Frequency vs Quantity

If someone was to drink a 20 oz Mountain Dew in a period of 20 minutes vs someone who drank the same quantity over a period of four or five hours the affect on the teeth would be remarkably different.  Natural salivary flow will typically wash away mouth acids approximately 20 minutes after eating or drinking has subsided. With the first person they would only have acid in their mouths for a period of 40 minutes. The second individual would have acid in their mouths for over four or five hours. That means an acid attack that is 6-8 times longer but with the same amount of sugar. Bacteria do not require a large amount of sugar to exist.

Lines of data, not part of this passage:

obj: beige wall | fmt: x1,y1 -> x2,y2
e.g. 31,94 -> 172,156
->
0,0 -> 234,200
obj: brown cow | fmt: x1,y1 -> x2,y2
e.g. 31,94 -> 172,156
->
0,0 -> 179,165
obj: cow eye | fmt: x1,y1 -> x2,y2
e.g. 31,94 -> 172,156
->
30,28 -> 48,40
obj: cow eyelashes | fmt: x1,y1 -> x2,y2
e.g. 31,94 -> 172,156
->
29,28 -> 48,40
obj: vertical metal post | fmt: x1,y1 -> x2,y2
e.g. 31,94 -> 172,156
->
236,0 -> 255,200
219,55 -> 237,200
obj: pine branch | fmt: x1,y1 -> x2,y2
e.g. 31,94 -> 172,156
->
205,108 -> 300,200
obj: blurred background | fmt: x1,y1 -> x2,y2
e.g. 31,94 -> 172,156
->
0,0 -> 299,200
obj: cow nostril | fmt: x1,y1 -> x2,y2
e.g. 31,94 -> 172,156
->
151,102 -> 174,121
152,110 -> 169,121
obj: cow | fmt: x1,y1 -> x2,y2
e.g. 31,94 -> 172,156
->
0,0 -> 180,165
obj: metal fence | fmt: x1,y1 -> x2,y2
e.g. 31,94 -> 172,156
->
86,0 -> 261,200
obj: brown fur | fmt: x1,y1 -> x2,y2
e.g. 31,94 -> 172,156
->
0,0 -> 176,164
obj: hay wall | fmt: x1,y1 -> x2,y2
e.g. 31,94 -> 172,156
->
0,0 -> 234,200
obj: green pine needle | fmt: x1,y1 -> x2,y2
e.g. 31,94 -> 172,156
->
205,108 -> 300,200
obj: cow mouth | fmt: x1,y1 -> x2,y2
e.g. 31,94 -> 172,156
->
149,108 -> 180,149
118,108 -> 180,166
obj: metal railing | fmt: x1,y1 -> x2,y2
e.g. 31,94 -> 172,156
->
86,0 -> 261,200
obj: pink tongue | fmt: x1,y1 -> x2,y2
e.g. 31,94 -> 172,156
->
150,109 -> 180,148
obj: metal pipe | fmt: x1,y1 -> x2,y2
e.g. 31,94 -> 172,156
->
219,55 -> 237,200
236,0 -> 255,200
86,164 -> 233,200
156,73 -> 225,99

A mouthful of pop is plenty of energy to keep them going.

What does this mean in a practical sense?  If you don’t take breaks between meals and constantly introduce high risk food and drink into your mouth throughout the day then the acidity levels in your mouth stay consistently high. If you do this long enough then you would basically be causing acid erosion of your teeth.   Your teeth need breaks from these acid attacks to replenish and recharge the calcium ions. They never have that opportunity so they start to break down. 

The Stephan Curve is explained in the charts below.  The safe zone is when pH is above 5.5.

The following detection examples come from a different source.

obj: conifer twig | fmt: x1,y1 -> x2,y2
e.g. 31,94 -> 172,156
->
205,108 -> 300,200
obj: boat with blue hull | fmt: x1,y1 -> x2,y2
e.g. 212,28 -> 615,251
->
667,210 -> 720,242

Bacteria living and born in acid.

Over a period of months the balance of bacteria in your mouth shifts. Good bacteria do not like acid. The acid kills them off. What ends up happening is a proliferation of pathogenic bacteria. So now instead of 40 percent bad bacteria we end up with 80 or 90 percent bad bacteria. This causes EVEN MORE acid production with similar amounts of sugar intake. That would explain why someone would develop cavities at a much higher rate than the next individual.  Subsequently the bacteria that are born in acid are even stronger and more destructive.

So what do you do now?

Understanding the process is the only way to make change.  Other than oral hygiene habits and the use of fluoride to replenish teeth the main change usually has to come with dietary change.  The bacteria flora NEEDS TO CHANGE.  Until that happens the destructive process will continue.

Depending on your caries risk assessment any or all of the following will be necessary.

  1. The use of antibiotics like Doxycycline or Peridex (chlorhexidine), to kill off bad bacteria.
  2. The use of high fluoride toothpastes (Prevident) and Calcium Phosphate toothpastes (ClinPro 5000) can help address the remineralization of the teeth and slowing down of the decay process.
  3. In office fluoride treatments to remineralize affected teeth.
  4. Nutritional counseling to alter the diet to minimize the ingestion of foods high in sugar content  with special focus on frequency of intake.
  5. The use of Xylitol gum has been shown to reduce cavity rates by stimulating salivary flow and decreasing bacteria levels in the mouth.

Your dental hygienist will evaluate you and prescribe a treatment plan that will restore your oral health.